I was impressed. The LS brochure is before me.
I am sure Kioti has an equivalent fully featured model.
(Every winter there seem to be multiple threads on T-B-N titled "Kioti Won't Start" that are not seen for LS tractors.)
DeLuxe tractors usually offer more rear wheel width options.
R4/industrial tires are the most frequent tire choice with Loaders. R4s are wider and usually six ply, sometimes eight ply, so they squat less under heavy bucket loads. R4 six ply tire sidewalls are 50% more puncture proof than four ply tire sidewalls. Tractors with loaders often carry wood some distance over hard surface roads to a burn pile. RELATIVELY smooth R4 tires are much more comfortable and last longer on hard surface roads, relative to softer R1 "bar" tires. When 3/4 loaded, rear R4s take more fluid than R1s.
R1/ag tires are usually four ply, sometimes six ply. If TRACTION is key to your needs, R1s clearly have a traction advantage in
moist soil. PA seems to be a state where R1 vs R4 seems to be more a 50/50% split, rather than R4 85%/15% split in most markets, probably a factor of two mud seasons in PA. R1s can be spaced farther apart than R4s.

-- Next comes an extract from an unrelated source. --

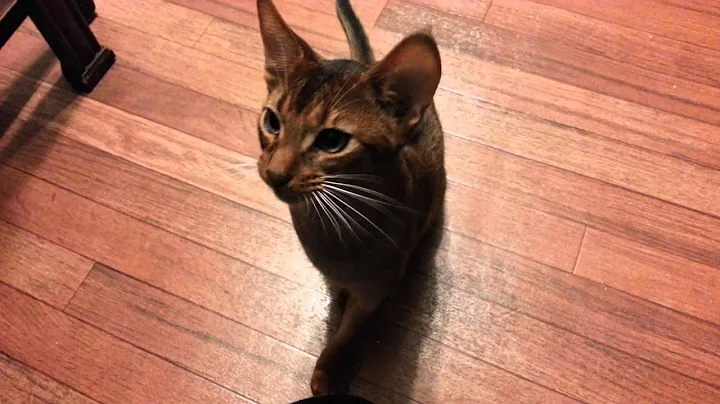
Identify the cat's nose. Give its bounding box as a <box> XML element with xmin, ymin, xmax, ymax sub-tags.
<box><xmin>265</xmin><ymin>170</ymin><xmax>292</xmax><ymax>188</ymax></box>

You can select the time and conditions when you grade your roads, so R1s are not essential for you. Farmers sometimes MUST get into fields to plant or harvest, regardless of soil moisture. If you decide on R1s, see if you can order six ply rather than four ply for woods work.
For tearing out brush, a Ratchet Rake bucket attachment is the optimum tool. Lots of videos on U-tube. (search: tractor ratchet rake.)